Selon une étude du Spire Bristol Hospital menée sur un échantillon de 2000 personnes, l’âge moyen auquel les individus commencent à réellement se soucier de leur santé serait de 36 ans. Mais pourquoi cet âge précis ? Quelles sont les raisons qui poussent à cette prise de conscience ? L’analyse de Frédéric Pierru, sociologue de la santé, apporte un éclairage précieux sur ce phénomène.
La fin de la « jeunesse insouciante »
À 36 ans, beaucoup d’individus sortent progressivement de ce que l’on pourrait appeler la période de « jeunesse insouciante ». Cet âge marque souvent le début d’une prise de conscience de la vulnérabilité du corps et des risques pour la santé. Les marqueurs biologiques tels que l’hypertension, le cholestérol ou encore un début de diabète deviennent plus fréquents, entraînant un état de santé perçu comme moins optimal.
Cette perception peut être déclenchée par divers événements marquants, comme le décès d’un proche ou des avertissements de la part de professionnels de santé. Même des éléments plus quotidiens, comme une photo peu flatteuse ou une sensation de fatigue accrue, peuvent suffire à rappeler que la santé n’est pas éternelle.
Une prise de conscience, mais pas toujours une action
L’étude révèle également un paradoxe : bien que la prise de conscience de l’importance de la santé soit évidente pour de nombreuses personnes à cet âge, elle ne se traduit pas toujours par des changements concrets dans les modes de vie. Seulement 51% des répondants se déclarent enclins à prendre des mesures préventives, et moins de 40% pensent que se soucier de leur santé à long terme devrait primer sur une philosophie de vie centrée sur le carpe diem.
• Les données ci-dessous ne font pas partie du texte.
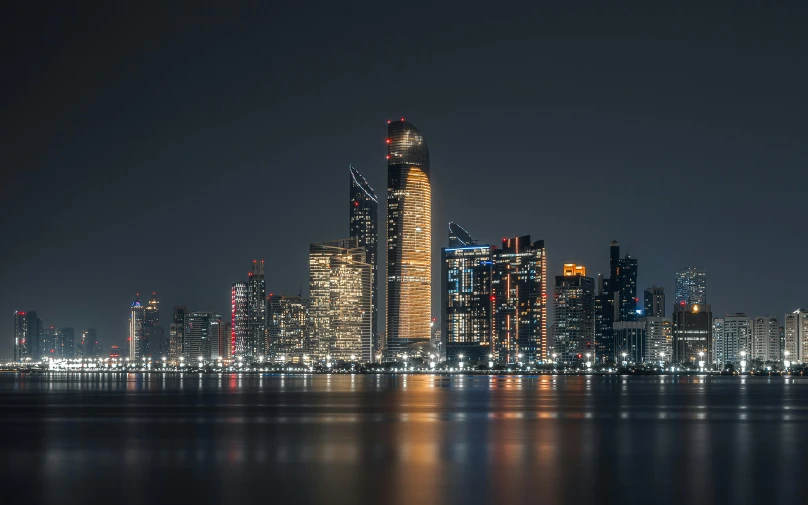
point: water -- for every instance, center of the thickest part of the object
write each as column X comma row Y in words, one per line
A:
column 417, row 439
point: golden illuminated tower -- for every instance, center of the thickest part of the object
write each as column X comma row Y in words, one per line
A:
column 409, row 239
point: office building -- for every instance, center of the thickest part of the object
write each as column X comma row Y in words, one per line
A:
column 240, row 319
column 257, row 311
column 659, row 339
column 796, row 336
column 466, row 323
column 136, row 316
column 289, row 329
column 340, row 301
column 765, row 339
column 654, row 302
column 409, row 239
column 520, row 301
column 692, row 334
column 363, row 227
column 573, row 314
column 691, row 286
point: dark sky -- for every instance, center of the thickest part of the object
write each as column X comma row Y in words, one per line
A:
column 157, row 148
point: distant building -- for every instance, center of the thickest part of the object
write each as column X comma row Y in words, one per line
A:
column 654, row 302
column 240, row 319
column 135, row 329
column 630, row 341
column 341, row 300
column 289, row 329
column 363, row 227
column 692, row 333
column 659, row 339
column 409, row 239
column 467, row 318
column 520, row 306
column 257, row 311
column 691, row 286
column 765, row 339
column 573, row 314
column 736, row 338
column 796, row 336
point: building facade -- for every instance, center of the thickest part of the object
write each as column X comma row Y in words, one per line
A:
column 573, row 314
column 691, row 286
column 466, row 322
column 520, row 301
column 409, row 239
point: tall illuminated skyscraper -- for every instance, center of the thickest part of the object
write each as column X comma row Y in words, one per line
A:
column 257, row 307
column 340, row 301
column 135, row 328
column 240, row 319
column 520, row 305
column 363, row 217
column 409, row 239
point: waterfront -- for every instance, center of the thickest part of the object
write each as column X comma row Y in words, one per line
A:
column 222, row 438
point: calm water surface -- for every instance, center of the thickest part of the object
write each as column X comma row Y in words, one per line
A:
column 418, row 439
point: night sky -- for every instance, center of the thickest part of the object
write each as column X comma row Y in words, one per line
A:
column 154, row 148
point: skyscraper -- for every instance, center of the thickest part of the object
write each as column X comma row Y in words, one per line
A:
column 573, row 313
column 796, row 336
column 654, row 303
column 289, row 329
column 691, row 286
column 520, row 306
column 257, row 307
column 409, row 238
column 765, row 339
column 240, row 319
column 467, row 298
column 692, row 334
column 152, row 331
column 363, row 227
column 341, row 307
column 176, row 333
column 736, row 338
column 135, row 328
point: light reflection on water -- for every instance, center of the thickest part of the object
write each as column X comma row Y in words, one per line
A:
column 404, row 439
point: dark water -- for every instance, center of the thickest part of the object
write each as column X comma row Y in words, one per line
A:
column 402, row 439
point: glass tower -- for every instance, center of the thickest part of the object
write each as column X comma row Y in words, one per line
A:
column 409, row 239
column 363, row 228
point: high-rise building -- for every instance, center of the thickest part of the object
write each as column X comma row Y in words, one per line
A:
column 692, row 334
column 199, row 329
column 654, row 303
column 718, row 343
column 153, row 333
column 467, row 301
column 289, row 328
column 630, row 339
column 240, row 319
column 409, row 239
column 796, row 336
column 363, row 227
column 176, row 333
column 67, row 343
column 257, row 311
column 616, row 300
column 659, row 339
column 340, row 300
column 135, row 329
column 573, row 314
column 736, row 338
column 765, row 339
column 520, row 306
column 691, row 286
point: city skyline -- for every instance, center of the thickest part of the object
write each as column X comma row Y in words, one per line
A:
column 650, row 126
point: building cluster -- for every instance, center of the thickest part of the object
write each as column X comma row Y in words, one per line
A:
column 494, row 302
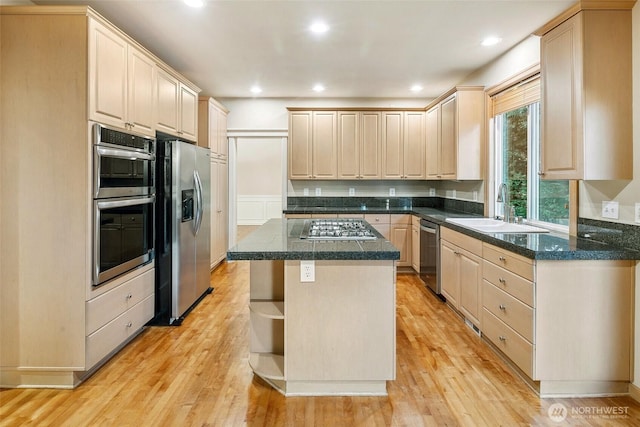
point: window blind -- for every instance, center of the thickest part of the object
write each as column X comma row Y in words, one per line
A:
column 519, row 95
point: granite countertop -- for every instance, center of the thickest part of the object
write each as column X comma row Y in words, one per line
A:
column 280, row 239
column 540, row 246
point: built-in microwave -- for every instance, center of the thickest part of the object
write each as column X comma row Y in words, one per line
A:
column 123, row 163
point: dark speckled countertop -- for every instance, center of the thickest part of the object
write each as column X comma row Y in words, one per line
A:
column 542, row 246
column 280, row 239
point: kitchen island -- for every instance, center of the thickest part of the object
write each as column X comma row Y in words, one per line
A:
column 322, row 312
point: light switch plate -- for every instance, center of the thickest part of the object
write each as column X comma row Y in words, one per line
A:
column 307, row 271
column 610, row 209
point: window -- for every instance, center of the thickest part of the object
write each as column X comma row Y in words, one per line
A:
column 516, row 137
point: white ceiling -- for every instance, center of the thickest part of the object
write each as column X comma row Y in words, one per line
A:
column 374, row 49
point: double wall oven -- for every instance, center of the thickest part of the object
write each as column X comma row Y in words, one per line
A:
column 123, row 202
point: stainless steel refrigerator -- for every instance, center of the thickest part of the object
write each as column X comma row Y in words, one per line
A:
column 183, row 222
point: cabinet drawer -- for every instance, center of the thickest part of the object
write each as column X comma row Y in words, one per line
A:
column 518, row 264
column 509, row 282
column 108, row 306
column 374, row 219
column 462, row 240
column 511, row 311
column 514, row 346
column 110, row 336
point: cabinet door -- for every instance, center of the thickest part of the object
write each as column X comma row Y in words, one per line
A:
column 324, row 157
column 415, row 248
column 300, row 145
column 448, row 139
column 168, row 93
column 392, row 145
column 449, row 273
column 141, row 102
column 433, row 142
column 470, row 286
column 370, row 145
column 414, row 145
column 188, row 124
column 561, row 60
column 107, row 75
column 348, row 145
Cela soulève une question cruciale pour les politiques de santé publique : informer les individus sur l’importance de prendre soin de leur santé ne suffit pas à modifier leurs comportements. Il existe un décalage entre la connaissance des risques et la mise en place d’actions préventives.
Les défis des politiques de santé publique
Les résultats de cette étude remettent en question certaines hypothèses fondamentales des politiques de santé publique. L’idée selon laquelle il suffirait d’informer les individus pour qu’ils deviennent des « acteurs de leur santé » semble simpliste. La relation entre santé objective (mesurée par des indicateurs biologiques), santé perçue (le ressenti des individus) et comportements reste complexe et non linéaire.
De nombreux facteurs, comme le stress, les contraintes professionnelles ou l’environnement social, influencent les décisions individuelles en matière de santé. Ainsi, même face à des alertes médicales ou des marqueurs biologiques inquiétants, les individus peuvent privilégier des comportements immédiats de plaisir ou de confort, plutôt que des actions à long terme pour préserver leur santé.
Pourquoi 36 ans est un tournant
À 36 ans, plusieurs facteurs convergent pour faire de cet âge une étape charnière :
- Le changement des priorités de vie : avec la maturité, les responsabilités familiales ou professionnelles peuvent pousser à réfléchir davantage aux impacts de ses choix de vie.
- Les signaux biologiques : fatigue accrue, prise de poids, ou autres signaux du corps qui rappellent que les excès ou le manque de soin commencent à se faire sentir.
- La confrontation avec la mortalité : le décès d’un proche ou des problèmes de santé dans l’entourage immédiat rappellent que nul n’est immortel.
Les résultats de cette étude mettent en évidence la nécessité pour les politiques de santé publique d’adopter une approche plus nuancée. Il ne s’agit pas seulement de fournir des informations, mais aussi de comprendre les blocages psychologiques et sociaux qui empêchent les individus de changer leur mode de vie. Une prévention plus personnalisée et axée sur les besoins réels des individus pourrait permettre de mieux accompagner cette prise de conscience qui, pour beaucoup, survient à partir de 36 ans.